‘Research tell us that teachers are asking up to several hundred questions a day’ (Barry, K. & King, L. 1998, p.144). So what are these questions, what do they look like, sound like and most importantly what are our students benefiting from them?.
The NSW Institute of Teachers’ Professional Teaching Standards, ensures teachers are communicating effectively with their students through:
Element 4; Aspect 4.1.2 Demonstrate a range of questioning techniques designed to support student learning.

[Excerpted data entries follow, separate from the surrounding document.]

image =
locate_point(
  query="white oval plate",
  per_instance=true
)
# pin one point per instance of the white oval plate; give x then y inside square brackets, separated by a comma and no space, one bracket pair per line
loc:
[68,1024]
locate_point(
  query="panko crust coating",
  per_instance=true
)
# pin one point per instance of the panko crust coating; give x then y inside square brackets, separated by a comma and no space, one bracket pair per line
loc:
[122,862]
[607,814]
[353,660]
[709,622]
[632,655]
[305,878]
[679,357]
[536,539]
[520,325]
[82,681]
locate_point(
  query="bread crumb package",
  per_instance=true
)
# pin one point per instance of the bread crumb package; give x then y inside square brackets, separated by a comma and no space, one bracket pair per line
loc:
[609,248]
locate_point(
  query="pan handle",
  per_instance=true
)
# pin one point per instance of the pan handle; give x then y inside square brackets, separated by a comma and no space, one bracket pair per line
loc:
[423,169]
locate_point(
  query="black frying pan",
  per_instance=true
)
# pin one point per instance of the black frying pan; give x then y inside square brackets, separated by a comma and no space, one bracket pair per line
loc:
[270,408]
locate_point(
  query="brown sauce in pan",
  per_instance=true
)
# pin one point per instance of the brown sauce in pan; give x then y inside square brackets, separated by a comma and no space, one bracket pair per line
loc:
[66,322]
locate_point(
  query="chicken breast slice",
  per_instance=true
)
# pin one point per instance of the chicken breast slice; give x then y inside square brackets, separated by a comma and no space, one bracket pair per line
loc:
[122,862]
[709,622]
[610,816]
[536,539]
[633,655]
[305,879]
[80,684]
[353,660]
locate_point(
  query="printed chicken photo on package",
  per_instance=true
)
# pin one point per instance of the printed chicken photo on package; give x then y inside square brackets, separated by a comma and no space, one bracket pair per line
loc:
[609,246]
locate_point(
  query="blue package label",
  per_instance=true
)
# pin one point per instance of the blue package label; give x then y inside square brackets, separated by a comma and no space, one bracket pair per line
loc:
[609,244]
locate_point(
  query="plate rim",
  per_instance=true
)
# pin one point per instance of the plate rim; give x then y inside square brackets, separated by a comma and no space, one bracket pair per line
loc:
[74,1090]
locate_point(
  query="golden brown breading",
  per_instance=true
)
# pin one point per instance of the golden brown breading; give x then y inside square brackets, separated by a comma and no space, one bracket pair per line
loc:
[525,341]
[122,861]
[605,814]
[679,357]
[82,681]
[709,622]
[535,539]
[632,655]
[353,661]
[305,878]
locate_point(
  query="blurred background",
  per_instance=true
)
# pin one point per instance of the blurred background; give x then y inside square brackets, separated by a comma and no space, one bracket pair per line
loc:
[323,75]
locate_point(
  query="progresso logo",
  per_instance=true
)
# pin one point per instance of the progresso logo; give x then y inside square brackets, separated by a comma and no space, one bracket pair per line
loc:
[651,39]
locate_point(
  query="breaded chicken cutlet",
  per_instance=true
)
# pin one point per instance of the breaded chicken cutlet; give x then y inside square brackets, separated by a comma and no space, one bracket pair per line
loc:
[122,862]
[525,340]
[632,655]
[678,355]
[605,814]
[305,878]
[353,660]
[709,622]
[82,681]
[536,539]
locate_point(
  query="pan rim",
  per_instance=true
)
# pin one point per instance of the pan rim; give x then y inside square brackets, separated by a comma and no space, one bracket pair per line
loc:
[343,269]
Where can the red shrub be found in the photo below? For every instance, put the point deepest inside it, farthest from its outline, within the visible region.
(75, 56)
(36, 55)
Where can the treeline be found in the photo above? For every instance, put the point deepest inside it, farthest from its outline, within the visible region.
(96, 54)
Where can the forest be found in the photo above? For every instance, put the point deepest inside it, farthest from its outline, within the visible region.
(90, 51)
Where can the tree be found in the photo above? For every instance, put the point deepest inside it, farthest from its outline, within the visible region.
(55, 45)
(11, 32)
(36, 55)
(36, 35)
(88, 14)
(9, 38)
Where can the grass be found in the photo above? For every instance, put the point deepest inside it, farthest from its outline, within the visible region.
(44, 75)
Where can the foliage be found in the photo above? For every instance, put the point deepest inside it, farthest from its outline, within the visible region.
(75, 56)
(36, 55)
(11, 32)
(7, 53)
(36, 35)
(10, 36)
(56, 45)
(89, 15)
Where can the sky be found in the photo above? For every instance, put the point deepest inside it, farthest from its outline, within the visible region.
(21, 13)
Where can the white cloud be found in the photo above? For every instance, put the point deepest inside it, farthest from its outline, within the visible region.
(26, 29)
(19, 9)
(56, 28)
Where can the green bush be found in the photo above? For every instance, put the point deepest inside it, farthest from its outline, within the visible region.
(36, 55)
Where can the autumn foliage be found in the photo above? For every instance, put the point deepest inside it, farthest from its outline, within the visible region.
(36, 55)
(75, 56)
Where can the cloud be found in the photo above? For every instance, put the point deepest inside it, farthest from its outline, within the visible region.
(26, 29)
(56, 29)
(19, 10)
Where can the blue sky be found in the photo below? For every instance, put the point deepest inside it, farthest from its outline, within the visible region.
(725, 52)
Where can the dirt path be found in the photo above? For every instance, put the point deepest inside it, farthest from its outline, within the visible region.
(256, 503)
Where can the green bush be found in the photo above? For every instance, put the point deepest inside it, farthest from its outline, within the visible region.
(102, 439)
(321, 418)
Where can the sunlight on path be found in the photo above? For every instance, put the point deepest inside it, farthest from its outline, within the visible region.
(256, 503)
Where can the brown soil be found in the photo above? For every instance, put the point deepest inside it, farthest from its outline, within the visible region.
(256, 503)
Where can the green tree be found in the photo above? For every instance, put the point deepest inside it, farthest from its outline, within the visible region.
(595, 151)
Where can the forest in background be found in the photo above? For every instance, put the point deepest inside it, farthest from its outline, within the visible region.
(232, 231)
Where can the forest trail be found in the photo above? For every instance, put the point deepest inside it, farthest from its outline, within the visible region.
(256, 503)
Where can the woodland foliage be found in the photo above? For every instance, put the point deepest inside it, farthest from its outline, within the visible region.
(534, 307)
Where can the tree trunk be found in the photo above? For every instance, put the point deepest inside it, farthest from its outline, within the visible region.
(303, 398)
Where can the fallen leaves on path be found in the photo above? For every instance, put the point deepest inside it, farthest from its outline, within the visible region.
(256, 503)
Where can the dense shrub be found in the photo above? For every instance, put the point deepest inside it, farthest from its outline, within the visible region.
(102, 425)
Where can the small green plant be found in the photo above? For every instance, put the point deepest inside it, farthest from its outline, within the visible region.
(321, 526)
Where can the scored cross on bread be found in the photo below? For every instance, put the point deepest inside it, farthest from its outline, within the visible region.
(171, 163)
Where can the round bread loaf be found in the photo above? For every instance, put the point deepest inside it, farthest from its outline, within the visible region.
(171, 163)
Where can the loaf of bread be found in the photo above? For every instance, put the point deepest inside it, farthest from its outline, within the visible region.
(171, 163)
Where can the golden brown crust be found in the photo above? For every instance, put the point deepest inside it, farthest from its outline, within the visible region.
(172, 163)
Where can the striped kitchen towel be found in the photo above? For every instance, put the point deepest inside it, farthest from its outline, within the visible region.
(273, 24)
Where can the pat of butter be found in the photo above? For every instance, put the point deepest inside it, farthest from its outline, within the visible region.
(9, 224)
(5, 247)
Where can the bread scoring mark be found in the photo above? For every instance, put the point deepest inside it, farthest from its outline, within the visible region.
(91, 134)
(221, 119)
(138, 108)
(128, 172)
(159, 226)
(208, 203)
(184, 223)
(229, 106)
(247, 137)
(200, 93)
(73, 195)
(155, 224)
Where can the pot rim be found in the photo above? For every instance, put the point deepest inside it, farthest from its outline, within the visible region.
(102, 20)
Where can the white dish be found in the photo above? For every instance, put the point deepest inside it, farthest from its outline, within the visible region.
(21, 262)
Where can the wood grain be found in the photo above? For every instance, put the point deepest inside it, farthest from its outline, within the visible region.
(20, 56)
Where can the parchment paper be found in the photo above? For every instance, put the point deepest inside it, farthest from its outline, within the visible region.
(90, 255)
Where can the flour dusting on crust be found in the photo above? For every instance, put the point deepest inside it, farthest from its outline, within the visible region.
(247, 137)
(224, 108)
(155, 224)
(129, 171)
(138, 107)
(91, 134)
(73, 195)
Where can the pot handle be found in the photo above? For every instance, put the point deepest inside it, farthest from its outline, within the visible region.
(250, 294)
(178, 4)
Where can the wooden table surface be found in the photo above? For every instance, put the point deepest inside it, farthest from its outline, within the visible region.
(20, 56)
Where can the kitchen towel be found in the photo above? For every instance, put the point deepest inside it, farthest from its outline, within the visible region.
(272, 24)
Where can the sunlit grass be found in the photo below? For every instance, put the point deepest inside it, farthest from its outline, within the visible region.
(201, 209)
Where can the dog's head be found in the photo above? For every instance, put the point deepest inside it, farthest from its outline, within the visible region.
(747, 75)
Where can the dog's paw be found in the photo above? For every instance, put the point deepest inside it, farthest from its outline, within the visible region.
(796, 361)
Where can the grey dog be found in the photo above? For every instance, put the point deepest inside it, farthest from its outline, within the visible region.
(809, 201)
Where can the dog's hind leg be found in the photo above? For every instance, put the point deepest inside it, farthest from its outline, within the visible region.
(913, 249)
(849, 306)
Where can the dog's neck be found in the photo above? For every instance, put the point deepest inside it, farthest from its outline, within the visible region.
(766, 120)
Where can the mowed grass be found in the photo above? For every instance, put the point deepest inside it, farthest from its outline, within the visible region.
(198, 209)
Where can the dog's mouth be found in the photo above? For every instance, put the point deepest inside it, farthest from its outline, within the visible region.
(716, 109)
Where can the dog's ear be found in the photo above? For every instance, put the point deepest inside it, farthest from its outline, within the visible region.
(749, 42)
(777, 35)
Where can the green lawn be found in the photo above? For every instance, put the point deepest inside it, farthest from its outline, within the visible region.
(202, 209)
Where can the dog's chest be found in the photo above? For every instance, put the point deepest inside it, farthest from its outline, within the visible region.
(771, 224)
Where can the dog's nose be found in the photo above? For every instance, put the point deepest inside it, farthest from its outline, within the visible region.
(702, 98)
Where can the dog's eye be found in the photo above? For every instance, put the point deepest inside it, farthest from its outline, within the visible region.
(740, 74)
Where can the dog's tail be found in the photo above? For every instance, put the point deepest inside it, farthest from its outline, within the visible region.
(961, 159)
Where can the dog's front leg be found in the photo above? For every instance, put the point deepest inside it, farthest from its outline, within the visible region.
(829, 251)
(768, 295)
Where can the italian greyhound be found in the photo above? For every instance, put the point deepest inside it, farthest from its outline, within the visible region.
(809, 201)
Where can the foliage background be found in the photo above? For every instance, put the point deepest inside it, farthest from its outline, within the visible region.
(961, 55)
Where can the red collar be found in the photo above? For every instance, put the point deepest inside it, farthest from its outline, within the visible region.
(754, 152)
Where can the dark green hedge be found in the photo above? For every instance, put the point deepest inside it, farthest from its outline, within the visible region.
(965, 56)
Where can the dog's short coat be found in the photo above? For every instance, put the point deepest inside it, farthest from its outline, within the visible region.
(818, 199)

Blooms Taxonomy looks at questioning as categories in relation level of thinking that is required to answer, ranging from low order to high order. During the 1990’s Lorin Anderson, revised Bloom’s original Taxonomy and relisted the categories as follows:
|Category:||The student will:|
|Understand||Explain concepts or ideas|
|Apply||Use the new knowledge in another situation|
|Analyse||Differentiate between items that form a whole|
|Evaluate||Justify a decision or a course of action|
|Design||Create new products, ideas or ways of seeing things.|
(Alford, G., Herbert, P. & Frangenheim, E. 2006. pp176-224)
Too often or not teachers are keeping the level of questions they are asking their students toward the lower level order. We as teachers need to be aiming toward progressing and challenging our students through their learning. The use of higher order questions will enable us to achieve this. It can be quiet difficult to think of these higher order questions on demand or on the spot, so to ensure we do ask these question to our students, it is essential we plan for them.
On my recent visit to my placement school, I have noticed my colleague teacher implementing the different categories of Blooms Taxonomy. She generally starts with the lower order questions and moves toward the higher order questions. An example of this is through the student’s recent research assignment on explorers. There were a range of questions throughout the assignment; some involved simply identifying different facts, explaining concepts etc. One question in the assignment asked the students to discuss the habits of mind their explorer adopted during their expedition. The teacher explained to me, this question would test the students; some would really excel in this section and some would leave it blank. My colleague teacher continued by saying some of the students within the class would struggle with answering this question as you cannot necessarily type the question into Google to obtain the answer; they have to think of it themselves. This is agreed by Barry, K. & King, L. (1998) when stated ‘A higher cognitive level question involves some independent thinking by students’. (p.145)“Good teaching is more a giving of right questions than a giving of right answers.”–Josef Albers
Alford, G., Herbert, P. & Frangenheim, E. (2006). Bloom’s Taxonomy Overview. In Innovative Teachers’ Companion, (pp 176 – 224). ITC Publications.
Barry, K. & King, L. (1998) Developing instructional skills. In Beginning Teaching and Beyond, (3rd Ed), (pp.144-167). Social Science Press.